Closed HencyChen closed 1 year ago
Hi Chen, After we posterior experiments, using the latent loss have small improvement but may cause severe training weights crash if without pre-training. So we just maintain pixel loss and DDIM loss for public. Pixel loss is enough to supervise the latent space limited to our experiment. Best regards
Hi @duanyiqun,
Thanks for the reply. In this case, what do you mean "without pre-training"? Do you use any model as the pre-trained weight?
We use Swin transformer large 384 as backbone pre-training. But here pre-training refers to depth pre-training using the pixel loss.
We've seen swin-large as pretrained weight in the code. But what do you mean to use "depth pre-trainining" using pixel loss? Based on the description of paper, I didn't find any description about depth pre-training or I miss something?
Thanks!
It just means train this model with the current loss. Then add the latent loss after roughly training the diffusion depth model.
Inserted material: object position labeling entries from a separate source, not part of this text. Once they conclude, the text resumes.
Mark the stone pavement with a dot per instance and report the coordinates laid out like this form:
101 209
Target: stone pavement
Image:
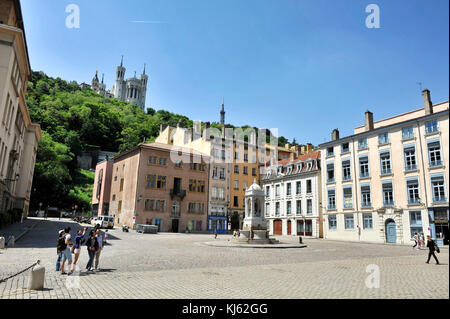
183 266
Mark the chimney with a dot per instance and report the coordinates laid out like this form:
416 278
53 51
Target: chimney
335 135
369 121
427 101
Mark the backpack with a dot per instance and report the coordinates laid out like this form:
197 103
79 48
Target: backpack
61 243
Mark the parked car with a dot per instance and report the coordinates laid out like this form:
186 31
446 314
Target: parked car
105 221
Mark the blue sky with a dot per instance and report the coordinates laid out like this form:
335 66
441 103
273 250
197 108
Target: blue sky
304 67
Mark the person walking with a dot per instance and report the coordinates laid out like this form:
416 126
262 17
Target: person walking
91 244
77 246
60 247
415 239
432 246
66 254
99 238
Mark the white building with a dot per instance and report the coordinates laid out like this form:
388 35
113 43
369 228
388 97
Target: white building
292 196
390 179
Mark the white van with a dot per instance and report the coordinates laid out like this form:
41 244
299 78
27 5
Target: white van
105 221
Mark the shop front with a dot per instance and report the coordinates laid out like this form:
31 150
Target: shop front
439 224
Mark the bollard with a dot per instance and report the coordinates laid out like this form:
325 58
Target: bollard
37 278
11 241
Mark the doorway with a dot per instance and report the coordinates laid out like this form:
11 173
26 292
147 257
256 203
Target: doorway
391 232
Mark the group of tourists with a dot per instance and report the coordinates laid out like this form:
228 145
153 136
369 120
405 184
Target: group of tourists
419 242
66 248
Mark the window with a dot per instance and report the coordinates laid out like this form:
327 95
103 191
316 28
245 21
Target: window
388 195
330 173
330 151
345 148
407 132
367 221
434 153
349 222
385 159
413 191
362 143
348 197
383 139
431 127
415 222
331 199
332 222
365 196
151 181
299 207
364 166
410 158
309 206
346 173
161 183
437 186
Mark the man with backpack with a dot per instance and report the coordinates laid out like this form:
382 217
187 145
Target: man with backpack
60 248
432 246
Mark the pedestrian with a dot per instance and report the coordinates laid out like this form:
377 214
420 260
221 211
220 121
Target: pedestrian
60 247
91 244
100 242
66 254
432 246
415 239
422 240
77 247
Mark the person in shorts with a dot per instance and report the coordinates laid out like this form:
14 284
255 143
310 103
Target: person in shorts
77 246
66 254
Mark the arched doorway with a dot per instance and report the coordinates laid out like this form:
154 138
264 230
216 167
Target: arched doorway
391 232
277 227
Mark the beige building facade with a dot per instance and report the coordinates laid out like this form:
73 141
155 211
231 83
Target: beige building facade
153 185
390 179
18 135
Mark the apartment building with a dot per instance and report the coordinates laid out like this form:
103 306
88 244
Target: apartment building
390 179
18 135
152 184
292 196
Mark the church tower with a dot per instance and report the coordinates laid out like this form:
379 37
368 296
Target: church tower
119 87
222 113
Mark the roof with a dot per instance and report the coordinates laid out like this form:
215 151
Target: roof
301 158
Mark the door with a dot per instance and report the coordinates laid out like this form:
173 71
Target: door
175 225
391 233
277 227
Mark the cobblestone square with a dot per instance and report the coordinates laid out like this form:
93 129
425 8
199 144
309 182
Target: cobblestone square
166 266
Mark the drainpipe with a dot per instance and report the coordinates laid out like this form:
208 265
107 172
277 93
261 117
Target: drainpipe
423 172
356 189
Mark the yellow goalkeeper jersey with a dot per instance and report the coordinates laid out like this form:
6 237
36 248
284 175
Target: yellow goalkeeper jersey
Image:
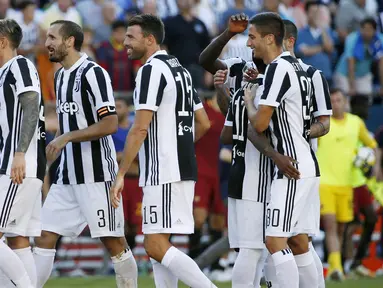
337 150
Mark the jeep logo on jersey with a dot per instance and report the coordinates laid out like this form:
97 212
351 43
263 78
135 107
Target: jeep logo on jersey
67 107
182 129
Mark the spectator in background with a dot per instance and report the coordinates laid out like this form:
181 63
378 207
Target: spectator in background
91 12
103 31
132 193
239 7
112 56
87 45
315 43
185 38
353 71
349 15
31 33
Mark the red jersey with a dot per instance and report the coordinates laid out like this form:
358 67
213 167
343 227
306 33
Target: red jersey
207 148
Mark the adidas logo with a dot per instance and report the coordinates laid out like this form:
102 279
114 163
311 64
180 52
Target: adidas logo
179 221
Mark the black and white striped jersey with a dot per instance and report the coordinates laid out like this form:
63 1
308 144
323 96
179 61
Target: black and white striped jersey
321 102
18 76
288 88
250 171
165 87
84 96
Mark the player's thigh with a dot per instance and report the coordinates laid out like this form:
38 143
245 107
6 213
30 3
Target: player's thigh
251 224
168 208
61 213
102 218
345 205
327 200
17 204
288 206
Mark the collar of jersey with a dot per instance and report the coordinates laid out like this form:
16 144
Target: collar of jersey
285 53
78 63
159 52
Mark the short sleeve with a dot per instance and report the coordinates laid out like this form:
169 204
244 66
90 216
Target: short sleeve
197 103
100 87
150 86
229 116
276 85
321 100
25 75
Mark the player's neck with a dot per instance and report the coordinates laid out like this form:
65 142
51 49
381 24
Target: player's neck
70 60
273 53
149 53
8 55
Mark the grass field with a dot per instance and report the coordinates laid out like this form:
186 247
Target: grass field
97 282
Got it. Thanks for the quick reply^^
Hi @erjanmx and @duanyiqun,
Thanks for the great work.
Based on the paper, you mentioned the loss function is composited by a pixel loss, a latent loss and regular DDIM loss. However, in the code I only find DDIM loss and L1/L2 loss on predicted depth and GT. I'm wondering if I misunderstanding something or I just misfinding the corresponded loss function.
Thanks again !